«Mientras
el espíritu de campanario busca el orden, el genio busca el Desorden»
Quemar la casa
Allá a donde veas un hombre verdadero, no te quepa la menor
duda: su casa ha ardido varias veces. En unas ocasiones, la ha incendiado el
destino; en otras, él mismo. Ese hombre ha abandonado su patria, o ha perdido a
sus amigos, a su familia, o ha pasado de una lengua a otra, o se ha visto en la
ruina, o ha estado en la cárcel… Lo pienso mientras escucho en el teatro Valle-Inclán,
del Centro Dramático Nacional, a Eugenio Barba, que ha incinerado tantas casas
que incluso ha titulado así, “Quemar la casa”, el libro que Carlos Gil Zamora
le ha editado en Artezblai.
Con apenas 18 años, abandonó su
Italia natal y se fue a Noruega, donde trabajó como soldador y marinero. En
1962, se estableció en Varsovia para estudiar teatro, donde fue discípulo y
amigo de Grotowski. En 1963, se marchó a la India. Un año más tarde, fundó en
Oslo el Odin Teatret, que luego desarraigó para trasladarlo a Dinamarca… Nuevos
lugares, nuevas personas, nuevas lenguas. ¿Cuántas veces no ha prendido este hombre
fuego a su vida? Por eso ha escrito un manual de incendios. En sus páginas,
postula el Desorden, así, con mayúscula: trastocarlo todo, desestabilizarlo,
conmoverlo, tanto en la escena como en la mente. Porque la costumbre es un lodo
que te sepulta. ¡Enfant terrible! He aquí la marca del espíritu universal.

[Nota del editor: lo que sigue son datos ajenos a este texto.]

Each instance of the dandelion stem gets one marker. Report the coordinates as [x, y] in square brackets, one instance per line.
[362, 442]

Mientras el hombre de campanario busca el orden, el genio busca el Desorden.
Mientras el pequeño burgués mima su casa, el genio la quema.

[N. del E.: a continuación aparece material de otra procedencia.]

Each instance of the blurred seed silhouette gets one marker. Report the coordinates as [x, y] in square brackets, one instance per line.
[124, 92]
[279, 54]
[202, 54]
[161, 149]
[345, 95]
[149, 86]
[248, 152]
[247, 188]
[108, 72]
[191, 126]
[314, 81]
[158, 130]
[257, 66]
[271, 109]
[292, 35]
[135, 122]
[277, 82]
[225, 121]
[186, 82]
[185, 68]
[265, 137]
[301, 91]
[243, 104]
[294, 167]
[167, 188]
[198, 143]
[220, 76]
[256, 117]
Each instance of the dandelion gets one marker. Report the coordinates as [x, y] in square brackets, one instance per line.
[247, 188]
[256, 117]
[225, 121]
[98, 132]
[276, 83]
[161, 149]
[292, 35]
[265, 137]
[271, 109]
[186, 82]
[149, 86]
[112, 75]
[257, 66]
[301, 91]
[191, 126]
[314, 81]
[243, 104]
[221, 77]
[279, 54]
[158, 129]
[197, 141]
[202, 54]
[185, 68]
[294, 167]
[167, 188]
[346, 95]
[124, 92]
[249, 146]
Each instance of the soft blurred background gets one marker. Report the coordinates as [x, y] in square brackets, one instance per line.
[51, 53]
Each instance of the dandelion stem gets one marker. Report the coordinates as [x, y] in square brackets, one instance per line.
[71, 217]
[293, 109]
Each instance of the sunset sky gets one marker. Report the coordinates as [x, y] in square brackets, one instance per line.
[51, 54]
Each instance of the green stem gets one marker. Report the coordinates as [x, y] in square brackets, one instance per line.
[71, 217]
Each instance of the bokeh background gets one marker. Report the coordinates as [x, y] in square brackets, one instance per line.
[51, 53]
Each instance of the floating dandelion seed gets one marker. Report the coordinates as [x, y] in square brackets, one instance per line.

Los grandes espíritus han surgido
de las diásporas, de los naufragios, de los terremotos, de los incendios.
Quiero comprobarlo y me voy al teatro de La Abadía, que pone una obra dirigida
por Barba, “La vida crónica”. ¡Sorpresa! El mismo Barba recibe uno por uno a
los espectadores. Y los acomoda. Durante la función, está sentado junto a ellos.

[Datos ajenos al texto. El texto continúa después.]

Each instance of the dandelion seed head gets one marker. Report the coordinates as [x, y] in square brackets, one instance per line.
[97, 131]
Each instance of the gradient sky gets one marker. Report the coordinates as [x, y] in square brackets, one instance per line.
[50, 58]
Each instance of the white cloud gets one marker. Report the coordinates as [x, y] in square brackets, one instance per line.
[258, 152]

Cuando acaba el espectáculo, se halla en la salida, atento, curioso, escrutándolos
y despidiéndolos como un sacerdote tras la misa dominical. Barba es creador,
director, acomodador, relaciones públicas… ¡Qué diferencia con los estirados
tipos provincianos, llenos de ínfulas, de desdén, de superioridad!
En la representación, los
personajes yerran, lloran, aman, ríen y arden, pero el resultado no es la
destrucción, sino la belleza plena, una belleza cuya vista tienen vedada las gentes
de orden. En lo que a mí respecta, todo lo que soy se lo debo a los incendios,
que han consumido en mí cuanto no era real. Por eso reconozco a los ligeros de
equipaje. El de Eugenio Barba es tan sutil que transpira una resplandeciente y
cegadora libertad. Son 76 años, pero tú ves a un niño. No a un Peter Pan, sino
al Puer Aeternus que surge de las llamas, aquel que sólo puede ascender cuando
se quema la casa y no hay ataduras que cercenen la dicha de ser.